Of course, so does Ohio State. And the Huskers’ second opponent, Wisconsin. And Penn State, NU’s fourth foe. New Northwestern starting quarterback Peyton Ramsey has taken a few turns around the block, as well. The Big Ten, as a whole, is a league full of seasoned quarterbacks. In the Big Ten West, only Iowa is breaking in a truly fresh starter in Spencer Petras.

So it goes. At least Nebraska can feel good about the experience where it matters most.

Other observations from the weekend:

» It can happen to any program, an abject, multiyear collapse. It’s happening to Florida State, which lost 52-10 to Miami on Saturday night and may have its best chance at a win next Saturday against Jacksonville State.

Florida State is staring down the barrel of its third straight losing season. Before 2018, Florida State had 41 straight winning seasons.

» There are so many spread, shotgun, pass-first teams now that it wouldn’t surprise me if over the next five years the pendulum shifts back toward offenses that more resemble Wisconsin and Iowa. And it wouldn’t stun me to see more of it from Nebraska, either.

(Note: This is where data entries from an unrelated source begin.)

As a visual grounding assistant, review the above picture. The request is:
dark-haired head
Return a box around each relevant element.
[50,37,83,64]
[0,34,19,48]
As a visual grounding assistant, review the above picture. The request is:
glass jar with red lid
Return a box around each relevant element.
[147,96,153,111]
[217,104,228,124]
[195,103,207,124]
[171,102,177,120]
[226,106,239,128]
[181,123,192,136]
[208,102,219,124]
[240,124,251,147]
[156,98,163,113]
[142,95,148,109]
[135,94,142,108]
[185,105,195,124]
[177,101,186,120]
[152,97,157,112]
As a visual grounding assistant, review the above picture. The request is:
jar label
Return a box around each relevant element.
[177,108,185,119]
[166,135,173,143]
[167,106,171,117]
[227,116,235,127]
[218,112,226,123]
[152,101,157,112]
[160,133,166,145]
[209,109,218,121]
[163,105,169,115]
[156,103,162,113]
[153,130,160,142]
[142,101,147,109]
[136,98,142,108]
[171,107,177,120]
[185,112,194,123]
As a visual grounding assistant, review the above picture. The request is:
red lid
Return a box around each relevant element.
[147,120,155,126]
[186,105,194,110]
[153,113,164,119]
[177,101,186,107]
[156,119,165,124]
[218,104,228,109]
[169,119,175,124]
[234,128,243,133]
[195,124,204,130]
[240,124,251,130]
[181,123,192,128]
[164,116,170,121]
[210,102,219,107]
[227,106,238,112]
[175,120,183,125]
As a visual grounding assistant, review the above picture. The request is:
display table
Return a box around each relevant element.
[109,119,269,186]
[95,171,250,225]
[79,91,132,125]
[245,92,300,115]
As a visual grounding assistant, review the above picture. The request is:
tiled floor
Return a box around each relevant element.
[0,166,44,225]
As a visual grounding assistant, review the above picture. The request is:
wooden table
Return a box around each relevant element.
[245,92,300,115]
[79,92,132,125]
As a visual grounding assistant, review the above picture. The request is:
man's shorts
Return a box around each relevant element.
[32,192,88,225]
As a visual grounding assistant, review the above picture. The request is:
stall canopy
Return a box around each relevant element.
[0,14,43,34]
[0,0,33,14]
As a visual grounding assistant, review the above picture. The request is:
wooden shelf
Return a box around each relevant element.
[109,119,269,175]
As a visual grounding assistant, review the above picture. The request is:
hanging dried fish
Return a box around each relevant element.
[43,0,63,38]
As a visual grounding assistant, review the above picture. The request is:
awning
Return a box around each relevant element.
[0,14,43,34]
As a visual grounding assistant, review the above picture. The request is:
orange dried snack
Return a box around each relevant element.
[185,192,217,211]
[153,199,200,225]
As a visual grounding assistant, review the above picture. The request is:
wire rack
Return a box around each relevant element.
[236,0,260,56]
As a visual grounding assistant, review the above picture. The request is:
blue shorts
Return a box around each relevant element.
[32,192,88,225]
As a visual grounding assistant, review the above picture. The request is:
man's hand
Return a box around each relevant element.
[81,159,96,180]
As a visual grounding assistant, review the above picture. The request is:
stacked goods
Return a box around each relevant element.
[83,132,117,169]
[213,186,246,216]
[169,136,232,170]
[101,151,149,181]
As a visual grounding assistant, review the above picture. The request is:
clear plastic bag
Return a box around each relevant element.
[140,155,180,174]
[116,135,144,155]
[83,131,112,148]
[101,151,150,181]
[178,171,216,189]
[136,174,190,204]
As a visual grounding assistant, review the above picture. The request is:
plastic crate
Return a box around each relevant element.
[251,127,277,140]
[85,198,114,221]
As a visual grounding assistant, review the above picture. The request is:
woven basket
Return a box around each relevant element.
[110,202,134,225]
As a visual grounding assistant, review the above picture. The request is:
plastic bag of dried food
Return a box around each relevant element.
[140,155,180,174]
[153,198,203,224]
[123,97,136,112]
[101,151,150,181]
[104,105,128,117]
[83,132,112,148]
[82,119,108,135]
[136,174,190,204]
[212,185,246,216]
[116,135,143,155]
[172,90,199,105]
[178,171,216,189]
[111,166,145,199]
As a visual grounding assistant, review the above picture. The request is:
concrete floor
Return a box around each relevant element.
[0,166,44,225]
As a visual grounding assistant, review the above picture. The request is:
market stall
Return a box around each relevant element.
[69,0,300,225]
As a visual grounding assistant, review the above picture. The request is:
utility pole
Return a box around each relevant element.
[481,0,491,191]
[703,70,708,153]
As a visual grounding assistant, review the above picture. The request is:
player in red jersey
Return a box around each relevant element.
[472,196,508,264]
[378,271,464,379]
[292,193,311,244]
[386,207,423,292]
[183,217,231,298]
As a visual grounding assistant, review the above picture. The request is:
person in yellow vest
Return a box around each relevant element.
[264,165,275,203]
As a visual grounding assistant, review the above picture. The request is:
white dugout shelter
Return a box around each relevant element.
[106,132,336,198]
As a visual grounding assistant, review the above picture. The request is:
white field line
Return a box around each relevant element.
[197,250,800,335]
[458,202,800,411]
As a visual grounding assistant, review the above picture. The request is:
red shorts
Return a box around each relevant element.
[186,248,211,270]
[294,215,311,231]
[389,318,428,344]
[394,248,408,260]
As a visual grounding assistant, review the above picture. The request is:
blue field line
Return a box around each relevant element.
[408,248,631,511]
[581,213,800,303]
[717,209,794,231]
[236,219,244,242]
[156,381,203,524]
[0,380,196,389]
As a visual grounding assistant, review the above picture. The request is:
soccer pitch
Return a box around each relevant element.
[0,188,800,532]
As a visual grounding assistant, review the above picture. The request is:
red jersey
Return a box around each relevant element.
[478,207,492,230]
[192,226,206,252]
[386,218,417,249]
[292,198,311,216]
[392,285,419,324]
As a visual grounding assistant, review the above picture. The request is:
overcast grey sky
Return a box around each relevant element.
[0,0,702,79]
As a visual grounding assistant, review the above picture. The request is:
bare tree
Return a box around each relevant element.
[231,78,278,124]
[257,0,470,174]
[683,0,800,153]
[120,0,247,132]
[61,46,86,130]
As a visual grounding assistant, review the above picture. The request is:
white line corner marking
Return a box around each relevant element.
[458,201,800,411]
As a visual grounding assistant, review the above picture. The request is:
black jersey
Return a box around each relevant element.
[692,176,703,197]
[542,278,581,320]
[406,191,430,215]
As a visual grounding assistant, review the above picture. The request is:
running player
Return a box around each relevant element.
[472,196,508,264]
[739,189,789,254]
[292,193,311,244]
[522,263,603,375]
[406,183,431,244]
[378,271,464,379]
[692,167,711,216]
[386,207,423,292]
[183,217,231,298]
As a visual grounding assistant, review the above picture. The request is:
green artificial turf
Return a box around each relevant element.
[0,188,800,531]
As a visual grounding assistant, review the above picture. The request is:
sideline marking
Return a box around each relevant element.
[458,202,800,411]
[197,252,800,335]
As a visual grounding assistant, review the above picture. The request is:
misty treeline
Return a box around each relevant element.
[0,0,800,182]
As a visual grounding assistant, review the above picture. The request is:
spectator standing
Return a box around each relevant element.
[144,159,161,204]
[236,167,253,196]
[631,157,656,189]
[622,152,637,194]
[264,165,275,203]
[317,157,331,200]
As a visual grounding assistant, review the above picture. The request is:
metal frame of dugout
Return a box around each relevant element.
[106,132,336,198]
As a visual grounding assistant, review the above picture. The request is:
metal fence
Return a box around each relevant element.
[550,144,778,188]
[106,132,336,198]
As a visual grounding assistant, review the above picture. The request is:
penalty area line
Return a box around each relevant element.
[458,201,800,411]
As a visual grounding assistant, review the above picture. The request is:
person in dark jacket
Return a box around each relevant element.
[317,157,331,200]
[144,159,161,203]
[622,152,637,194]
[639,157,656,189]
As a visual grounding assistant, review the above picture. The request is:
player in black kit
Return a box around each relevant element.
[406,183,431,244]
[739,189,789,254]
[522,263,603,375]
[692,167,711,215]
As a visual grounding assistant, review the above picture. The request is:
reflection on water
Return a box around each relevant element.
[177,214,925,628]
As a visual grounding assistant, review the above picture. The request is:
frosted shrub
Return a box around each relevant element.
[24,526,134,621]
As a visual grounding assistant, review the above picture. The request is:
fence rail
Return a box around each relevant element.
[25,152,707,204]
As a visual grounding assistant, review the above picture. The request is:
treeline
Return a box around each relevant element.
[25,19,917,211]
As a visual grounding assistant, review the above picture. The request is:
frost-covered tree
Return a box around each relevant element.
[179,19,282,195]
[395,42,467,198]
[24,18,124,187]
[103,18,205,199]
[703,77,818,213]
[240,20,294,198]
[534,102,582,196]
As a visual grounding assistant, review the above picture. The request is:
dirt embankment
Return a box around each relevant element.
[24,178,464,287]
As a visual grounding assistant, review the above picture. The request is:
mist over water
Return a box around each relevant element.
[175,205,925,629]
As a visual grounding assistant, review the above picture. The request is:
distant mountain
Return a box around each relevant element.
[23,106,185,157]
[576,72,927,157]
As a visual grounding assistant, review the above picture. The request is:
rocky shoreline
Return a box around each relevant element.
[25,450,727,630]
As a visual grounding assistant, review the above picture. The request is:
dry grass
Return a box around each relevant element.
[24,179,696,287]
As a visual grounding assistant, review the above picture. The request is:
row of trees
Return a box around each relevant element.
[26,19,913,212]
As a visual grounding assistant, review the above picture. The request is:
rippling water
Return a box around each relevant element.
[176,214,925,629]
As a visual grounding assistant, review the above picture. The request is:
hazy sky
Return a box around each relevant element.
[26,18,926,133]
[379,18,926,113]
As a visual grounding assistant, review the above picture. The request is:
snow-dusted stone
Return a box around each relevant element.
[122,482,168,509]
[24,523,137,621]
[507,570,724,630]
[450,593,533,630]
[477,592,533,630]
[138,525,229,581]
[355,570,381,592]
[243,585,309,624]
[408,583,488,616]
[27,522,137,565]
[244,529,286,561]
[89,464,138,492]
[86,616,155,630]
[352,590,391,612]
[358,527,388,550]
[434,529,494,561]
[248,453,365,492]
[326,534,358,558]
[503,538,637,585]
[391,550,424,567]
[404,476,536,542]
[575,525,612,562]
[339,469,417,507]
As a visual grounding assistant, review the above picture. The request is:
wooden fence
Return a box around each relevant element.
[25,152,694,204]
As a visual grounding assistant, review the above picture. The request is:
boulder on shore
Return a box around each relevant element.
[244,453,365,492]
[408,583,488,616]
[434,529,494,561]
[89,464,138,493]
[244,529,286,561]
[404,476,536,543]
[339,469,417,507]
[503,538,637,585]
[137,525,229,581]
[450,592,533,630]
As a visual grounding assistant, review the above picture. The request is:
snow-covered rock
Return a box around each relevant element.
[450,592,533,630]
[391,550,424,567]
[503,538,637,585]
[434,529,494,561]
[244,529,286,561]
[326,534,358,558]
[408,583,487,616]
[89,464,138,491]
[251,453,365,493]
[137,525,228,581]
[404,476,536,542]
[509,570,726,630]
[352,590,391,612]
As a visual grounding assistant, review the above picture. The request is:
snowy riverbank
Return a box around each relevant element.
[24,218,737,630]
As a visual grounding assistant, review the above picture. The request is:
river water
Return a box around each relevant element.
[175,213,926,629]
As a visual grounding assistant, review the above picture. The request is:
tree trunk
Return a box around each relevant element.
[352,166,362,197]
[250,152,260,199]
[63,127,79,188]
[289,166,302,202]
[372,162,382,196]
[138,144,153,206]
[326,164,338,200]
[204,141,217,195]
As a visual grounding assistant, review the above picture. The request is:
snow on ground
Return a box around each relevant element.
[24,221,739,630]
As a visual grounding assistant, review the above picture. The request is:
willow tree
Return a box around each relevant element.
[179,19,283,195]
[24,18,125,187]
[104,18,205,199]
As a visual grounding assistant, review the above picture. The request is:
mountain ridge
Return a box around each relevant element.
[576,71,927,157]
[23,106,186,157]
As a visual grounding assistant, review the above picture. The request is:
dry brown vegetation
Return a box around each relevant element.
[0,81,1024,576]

The Huskers dabbled just a little last season. Frost and offensive coordinator Matt Lubick can run just about anything, given the breadth of their experiences.

One thing seems a must: Backs who can catch passes out of the backfield.

» Great uniforms all over the joint this weekend.

Georgia’s “1980” road look with red pants, Oklahoma State’s 1980s throwback that Barry Sanders and Thurman Thomas used to don, the Mississippi powder-blue tops and helmets, Cincinnati’s all-black home look, Baylor’s green-and-yellow combo. Pittsburgh, on the other hand, dipped their alternate uniforms in ash, it appears. Let’s never see that again.